Sunnie has worked within the field of Energy Psychology for over 20 years and has been trained in a number of healing modalities, including EFT (Emotional Freedom Technique) and Access Consciousness. She has been using the tools of Access Consciousness for 23 years, teaching classes and working with clients using various hands-on energy body work techniques. She specializes working with clients who have symptoms of PTSD and assisting in clearing where trauma is stored in the body.
Sunnie brings her personal experience with trauma healing as well as her kind and
caring energy to support the ladies interested in working with other healing modalities
at Avery Lane.

Nicole Collins,
AMFT, Primary Therapist

Nicole Collins entered the field of healing after receiving her BA from Colorado State University
in Human Services, which led her to work in domestic violence. Following her beliefs and
passion in the body-mind-spirit connection and the Intelligence of the Self-healing power, she
got her MS from Touro University in Vallejo. She believes that addiction, alcoholism,
depression, the things that push against your joy, calm, serenity, and sense of security, are
powerful and baffling. Still, there is something unique inside of you that is ready to push back
against it all. The fear, anxiety, depression, and trauma that press against your head and chest
are real, but they should not define you. She feels her role is to help you find the resources
within to overcome the challenges and suffering that life may bring. She specializes in trauma,
substance abuse, LGBTQIA+ community, matters of belonging, helping individuals heal in their
relationships within themselves. In your work together, she will meet you where you are and
support you in reacquainting you, with all parts of yourself, including your inherent wisdom.

Erin Miller, RADT
Recovery Counselor

Erin is a Registered Alcohol Drug Technician, Certified Recovery Coach, and Certified Clinical
Trauma Specialist-A (Trauma and Addiction). She is currently pursuing her Bachelor of Arts in
Psychology and Addiction Studies at Aspen University. Through her personal experience with
alcohol addiction and recovery, Erin was inspired to support others on their recovery journeys.
She brings kindness, compassion, and encouragement to her work at Avery Lane. Erin lives in
Sonoma County with her husband and their two adventurous children.

Laurel LeMohn
Recovery Counselor

is a Mendocino County native.
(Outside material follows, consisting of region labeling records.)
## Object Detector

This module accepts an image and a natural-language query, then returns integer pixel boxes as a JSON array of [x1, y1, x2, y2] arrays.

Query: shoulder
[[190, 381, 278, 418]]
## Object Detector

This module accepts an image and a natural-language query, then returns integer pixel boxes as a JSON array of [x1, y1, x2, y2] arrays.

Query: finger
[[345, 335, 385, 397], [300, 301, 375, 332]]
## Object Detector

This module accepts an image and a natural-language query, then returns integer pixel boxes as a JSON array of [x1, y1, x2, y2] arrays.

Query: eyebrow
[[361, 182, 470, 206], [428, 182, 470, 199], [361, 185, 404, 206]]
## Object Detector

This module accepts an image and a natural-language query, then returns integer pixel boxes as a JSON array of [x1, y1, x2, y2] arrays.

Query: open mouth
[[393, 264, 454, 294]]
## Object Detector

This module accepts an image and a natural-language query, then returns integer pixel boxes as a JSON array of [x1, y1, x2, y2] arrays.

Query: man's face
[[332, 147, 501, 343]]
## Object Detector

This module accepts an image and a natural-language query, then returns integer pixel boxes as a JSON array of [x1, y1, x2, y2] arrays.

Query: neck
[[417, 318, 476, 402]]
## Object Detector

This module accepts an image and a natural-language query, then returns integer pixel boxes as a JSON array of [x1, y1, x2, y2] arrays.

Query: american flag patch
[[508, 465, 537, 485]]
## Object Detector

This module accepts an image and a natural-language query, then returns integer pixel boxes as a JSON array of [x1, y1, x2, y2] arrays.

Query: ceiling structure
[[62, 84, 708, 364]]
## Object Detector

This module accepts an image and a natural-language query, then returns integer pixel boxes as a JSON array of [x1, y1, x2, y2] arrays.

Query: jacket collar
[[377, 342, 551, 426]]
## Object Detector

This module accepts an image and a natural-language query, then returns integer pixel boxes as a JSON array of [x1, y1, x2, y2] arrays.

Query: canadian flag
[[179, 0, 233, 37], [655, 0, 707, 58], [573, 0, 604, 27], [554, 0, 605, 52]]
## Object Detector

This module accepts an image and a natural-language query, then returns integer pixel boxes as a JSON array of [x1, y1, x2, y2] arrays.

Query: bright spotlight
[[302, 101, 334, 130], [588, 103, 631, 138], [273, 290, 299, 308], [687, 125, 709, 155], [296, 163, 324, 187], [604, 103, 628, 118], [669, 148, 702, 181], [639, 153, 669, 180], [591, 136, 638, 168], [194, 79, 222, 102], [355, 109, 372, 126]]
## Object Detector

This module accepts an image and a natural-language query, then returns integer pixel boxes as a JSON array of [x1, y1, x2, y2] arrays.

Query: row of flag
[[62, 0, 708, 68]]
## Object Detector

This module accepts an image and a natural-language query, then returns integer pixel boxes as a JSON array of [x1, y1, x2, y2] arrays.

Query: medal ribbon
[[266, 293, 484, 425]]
She received her Bachelor of Arts degree from Sonoma State University in 2014 and is currently pursuing her Master’s degree in Counseling Psychology from Dominican University. She has been a Recovery Counselor at Avery Lane since October, 2021, and works from a trauma-informed, psychodynamic, and humanistic lens. She has had a desire towards helping others since she was young and looks forward to working with you as you transition your life into one where you are thriving and proud to be living.